Hidden away from Copenhagen ‘s tourist attractions, is a homeless encampment called Christiana. This is a city within a city, peopled by the impoverished and the weird; a mini-United Nations where black, brown and white live together in an incredible Utopia of their own creation – a junkyard made habitable, and decked up in psychedelic colours and exclusive graffiti, which at once attracts and repels.
In 1970, a group of Hippies appropriated some empty, unused godowns close to the Copenhagen harbour, and refused to be evicted by the legitimate owners. As the land belonged to the State, politicians entered the fray. While Conservatives advocated eviction, the Left was in favour of letting them stay. By 1973, the State was willing to tolerate it as a “social experiment,” for three years. In 1975, when the Police tried to clear the colony once more, they were met with a powerful protest by a 10,000 strong mob. A similar futile attempt was made in 1978, until better sense prevailed, and the Government realized the wisdom of containing such an anti-society group within a limited area, rather that having them spread over the city. And so, in 1986, the Government decided to recognize this colony as a part of the city, under a contract that no one could possess lethal weapons, no hard drugs would be sold, and no alcoholic brawls would be tolerated.
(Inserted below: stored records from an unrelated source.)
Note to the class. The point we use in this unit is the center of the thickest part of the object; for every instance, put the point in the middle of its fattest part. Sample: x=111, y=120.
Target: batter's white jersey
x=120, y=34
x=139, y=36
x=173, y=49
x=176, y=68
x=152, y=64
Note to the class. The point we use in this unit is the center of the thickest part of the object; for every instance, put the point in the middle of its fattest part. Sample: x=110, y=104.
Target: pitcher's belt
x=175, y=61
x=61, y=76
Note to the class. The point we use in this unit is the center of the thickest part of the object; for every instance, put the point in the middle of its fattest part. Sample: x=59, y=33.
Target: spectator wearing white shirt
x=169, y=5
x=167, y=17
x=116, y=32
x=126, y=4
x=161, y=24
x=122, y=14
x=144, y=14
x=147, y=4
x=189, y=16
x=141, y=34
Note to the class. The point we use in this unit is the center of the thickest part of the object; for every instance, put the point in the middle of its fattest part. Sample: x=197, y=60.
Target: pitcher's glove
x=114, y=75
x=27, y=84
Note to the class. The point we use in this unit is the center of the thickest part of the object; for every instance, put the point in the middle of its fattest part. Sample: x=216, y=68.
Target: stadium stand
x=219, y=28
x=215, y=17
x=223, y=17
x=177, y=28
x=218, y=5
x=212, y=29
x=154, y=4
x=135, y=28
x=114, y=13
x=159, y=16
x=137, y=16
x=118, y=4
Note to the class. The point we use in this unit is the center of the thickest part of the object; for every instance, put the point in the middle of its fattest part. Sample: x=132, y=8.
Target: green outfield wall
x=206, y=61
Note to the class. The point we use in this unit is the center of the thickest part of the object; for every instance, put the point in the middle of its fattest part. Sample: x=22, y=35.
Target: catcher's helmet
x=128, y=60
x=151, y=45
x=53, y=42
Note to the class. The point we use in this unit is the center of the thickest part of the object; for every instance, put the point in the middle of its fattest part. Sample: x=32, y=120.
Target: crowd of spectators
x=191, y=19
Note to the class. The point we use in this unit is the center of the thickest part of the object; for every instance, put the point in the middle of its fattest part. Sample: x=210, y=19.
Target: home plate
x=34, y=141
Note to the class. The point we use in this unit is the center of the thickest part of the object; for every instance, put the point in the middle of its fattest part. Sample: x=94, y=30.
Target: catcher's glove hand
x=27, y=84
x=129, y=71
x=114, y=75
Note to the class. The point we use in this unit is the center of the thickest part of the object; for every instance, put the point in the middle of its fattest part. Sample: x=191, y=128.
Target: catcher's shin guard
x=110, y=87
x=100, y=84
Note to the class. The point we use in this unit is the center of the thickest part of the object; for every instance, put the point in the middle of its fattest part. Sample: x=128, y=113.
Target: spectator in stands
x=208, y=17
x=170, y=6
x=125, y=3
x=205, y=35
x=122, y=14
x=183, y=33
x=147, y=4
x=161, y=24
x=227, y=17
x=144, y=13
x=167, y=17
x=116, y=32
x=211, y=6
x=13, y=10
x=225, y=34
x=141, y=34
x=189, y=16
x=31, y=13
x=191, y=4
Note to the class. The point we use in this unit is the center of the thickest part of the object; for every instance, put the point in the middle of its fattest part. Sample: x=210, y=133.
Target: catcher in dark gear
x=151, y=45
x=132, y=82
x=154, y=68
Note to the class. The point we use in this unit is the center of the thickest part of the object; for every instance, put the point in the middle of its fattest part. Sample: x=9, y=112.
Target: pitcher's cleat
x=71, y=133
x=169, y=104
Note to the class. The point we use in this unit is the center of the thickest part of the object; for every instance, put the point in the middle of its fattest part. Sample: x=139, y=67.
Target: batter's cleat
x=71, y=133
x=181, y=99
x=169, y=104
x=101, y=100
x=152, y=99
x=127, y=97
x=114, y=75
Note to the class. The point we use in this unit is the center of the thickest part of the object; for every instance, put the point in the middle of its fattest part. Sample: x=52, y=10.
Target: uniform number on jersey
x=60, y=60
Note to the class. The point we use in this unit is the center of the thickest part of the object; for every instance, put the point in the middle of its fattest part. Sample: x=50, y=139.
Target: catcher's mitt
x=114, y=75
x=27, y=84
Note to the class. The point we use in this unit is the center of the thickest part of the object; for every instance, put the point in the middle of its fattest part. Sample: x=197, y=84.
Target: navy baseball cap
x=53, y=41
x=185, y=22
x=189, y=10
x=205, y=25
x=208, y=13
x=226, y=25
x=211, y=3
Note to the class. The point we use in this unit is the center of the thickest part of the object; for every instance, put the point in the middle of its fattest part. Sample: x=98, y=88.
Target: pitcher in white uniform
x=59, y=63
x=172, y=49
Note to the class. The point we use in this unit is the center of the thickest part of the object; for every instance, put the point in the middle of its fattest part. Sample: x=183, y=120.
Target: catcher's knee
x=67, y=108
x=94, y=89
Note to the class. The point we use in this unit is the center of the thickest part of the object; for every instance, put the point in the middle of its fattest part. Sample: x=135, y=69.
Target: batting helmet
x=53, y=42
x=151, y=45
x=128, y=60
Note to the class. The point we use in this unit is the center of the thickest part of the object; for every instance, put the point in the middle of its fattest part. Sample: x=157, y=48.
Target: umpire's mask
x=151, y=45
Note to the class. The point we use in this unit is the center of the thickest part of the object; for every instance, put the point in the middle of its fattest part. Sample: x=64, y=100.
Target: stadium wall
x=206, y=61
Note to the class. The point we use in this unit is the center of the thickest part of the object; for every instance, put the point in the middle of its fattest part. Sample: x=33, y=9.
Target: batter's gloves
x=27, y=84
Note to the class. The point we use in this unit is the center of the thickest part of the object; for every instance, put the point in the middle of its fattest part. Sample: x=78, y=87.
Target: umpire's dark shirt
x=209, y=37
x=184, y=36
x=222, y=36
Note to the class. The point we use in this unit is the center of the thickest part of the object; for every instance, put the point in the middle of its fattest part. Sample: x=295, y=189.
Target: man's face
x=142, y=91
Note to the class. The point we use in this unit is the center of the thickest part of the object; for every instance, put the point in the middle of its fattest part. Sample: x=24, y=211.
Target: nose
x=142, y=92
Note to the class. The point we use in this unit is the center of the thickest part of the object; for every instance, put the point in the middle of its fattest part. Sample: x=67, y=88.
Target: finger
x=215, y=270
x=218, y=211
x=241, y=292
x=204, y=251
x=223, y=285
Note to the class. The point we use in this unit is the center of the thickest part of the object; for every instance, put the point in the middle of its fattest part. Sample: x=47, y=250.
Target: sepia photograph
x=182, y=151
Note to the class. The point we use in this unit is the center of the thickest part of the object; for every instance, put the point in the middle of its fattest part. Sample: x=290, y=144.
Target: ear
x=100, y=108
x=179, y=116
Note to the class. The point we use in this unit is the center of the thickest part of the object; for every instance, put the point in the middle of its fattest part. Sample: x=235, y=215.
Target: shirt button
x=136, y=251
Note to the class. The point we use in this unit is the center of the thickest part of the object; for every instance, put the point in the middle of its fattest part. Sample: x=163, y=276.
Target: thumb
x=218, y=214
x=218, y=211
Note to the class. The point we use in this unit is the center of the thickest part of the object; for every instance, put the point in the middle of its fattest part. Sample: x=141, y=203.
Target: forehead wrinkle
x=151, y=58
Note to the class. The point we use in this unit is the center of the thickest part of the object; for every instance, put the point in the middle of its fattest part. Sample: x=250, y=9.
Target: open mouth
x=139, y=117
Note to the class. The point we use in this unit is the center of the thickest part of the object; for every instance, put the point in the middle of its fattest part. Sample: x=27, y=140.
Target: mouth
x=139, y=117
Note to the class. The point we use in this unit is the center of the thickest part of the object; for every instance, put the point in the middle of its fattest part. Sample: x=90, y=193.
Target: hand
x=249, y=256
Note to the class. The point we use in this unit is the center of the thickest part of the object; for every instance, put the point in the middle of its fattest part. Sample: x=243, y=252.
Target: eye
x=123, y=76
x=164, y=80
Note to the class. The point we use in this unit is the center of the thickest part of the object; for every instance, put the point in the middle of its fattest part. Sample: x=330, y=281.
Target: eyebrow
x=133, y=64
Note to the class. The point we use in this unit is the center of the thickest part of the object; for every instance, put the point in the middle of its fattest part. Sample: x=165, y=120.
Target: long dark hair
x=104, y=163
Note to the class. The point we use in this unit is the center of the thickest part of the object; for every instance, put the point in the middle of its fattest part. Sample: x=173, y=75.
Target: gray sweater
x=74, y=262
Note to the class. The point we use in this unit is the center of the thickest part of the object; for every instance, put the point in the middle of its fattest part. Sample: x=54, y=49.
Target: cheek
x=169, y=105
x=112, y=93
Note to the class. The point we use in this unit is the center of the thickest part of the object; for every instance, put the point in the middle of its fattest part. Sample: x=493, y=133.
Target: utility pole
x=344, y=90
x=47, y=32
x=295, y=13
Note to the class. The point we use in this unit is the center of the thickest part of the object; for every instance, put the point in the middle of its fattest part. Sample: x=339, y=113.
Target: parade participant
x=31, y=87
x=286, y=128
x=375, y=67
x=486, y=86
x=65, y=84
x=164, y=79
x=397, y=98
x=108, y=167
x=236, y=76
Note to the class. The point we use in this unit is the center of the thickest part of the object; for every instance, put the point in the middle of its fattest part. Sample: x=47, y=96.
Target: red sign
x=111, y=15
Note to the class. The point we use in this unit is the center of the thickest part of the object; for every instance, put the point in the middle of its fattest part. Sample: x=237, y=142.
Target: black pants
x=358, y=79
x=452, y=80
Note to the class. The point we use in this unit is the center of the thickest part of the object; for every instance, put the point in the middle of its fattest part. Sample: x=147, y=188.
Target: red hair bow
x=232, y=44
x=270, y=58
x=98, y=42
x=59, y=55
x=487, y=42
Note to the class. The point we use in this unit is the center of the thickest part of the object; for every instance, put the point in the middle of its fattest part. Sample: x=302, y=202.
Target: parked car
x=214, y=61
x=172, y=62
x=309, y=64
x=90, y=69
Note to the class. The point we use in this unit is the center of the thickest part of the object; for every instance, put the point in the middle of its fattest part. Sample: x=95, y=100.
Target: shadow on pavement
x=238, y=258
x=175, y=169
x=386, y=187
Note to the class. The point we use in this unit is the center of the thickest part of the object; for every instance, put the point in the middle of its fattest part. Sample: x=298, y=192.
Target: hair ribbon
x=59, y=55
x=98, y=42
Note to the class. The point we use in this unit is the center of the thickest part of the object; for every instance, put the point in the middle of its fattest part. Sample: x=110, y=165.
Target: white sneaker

Today, 34 years down the line, Christiana this “ Paradise for Losers” has a population of a thousand people. Many of them are third generation residents. Only some receive social security. Others find odd jobs to do in the city, or are self-employed. Artists and musicians, tinkers and tailors, drug addicts and wastrels, they live in harmony. Housing is cheap, as their shelters are made from waste material. Broken down trucks, tin sheds, tattered canvas, cardboard and paper are all put to good use. Each family builds its own shelter, which cannot be sold. The streets have no names and the houses no numbers. The residents are known by nicknames. They have their own restaurants, a theatre for plays and concerts, a circus, a kindergarten, a playground, poultry runs, and a cycle shop, where cycles are made from scrap, with boxes attached for transporting material. These utility cycles are in great demand in Copenhagen , and proudly display the name Christiana on their sides.
There is no representative committee, and all residents attend meetings, which tend to be long drawn out and chaotic. Even so, there is some mechanism by which discipline is enforced. While the sale of Hashish is legalized in this area, Cocaine and LSD are prohibited. Addicts who cause problems are sent away to detoxification centres.
Each family pays 100 kroners per month into a common kitty, for water, electricity and garbage disposal. With so much Hashish available, one sees bleary-eyed residents in various stages of nirvana. Yet everything is peaceful, and visitors can walk around without fear of being molested. Photography however, is strictly prohibited.
There are quite a few Indian residents speaking Hindi and Tamil. Have they voluntarily opted out of the rat race, or were they compelled by circumstances, to seek refuge in such a chaotic dump? Here live a group of invisible Non Resident Indians, languishing unhonoured and unsung, in the Free City of Christiana, whose motto remains “One for all, and all for one.”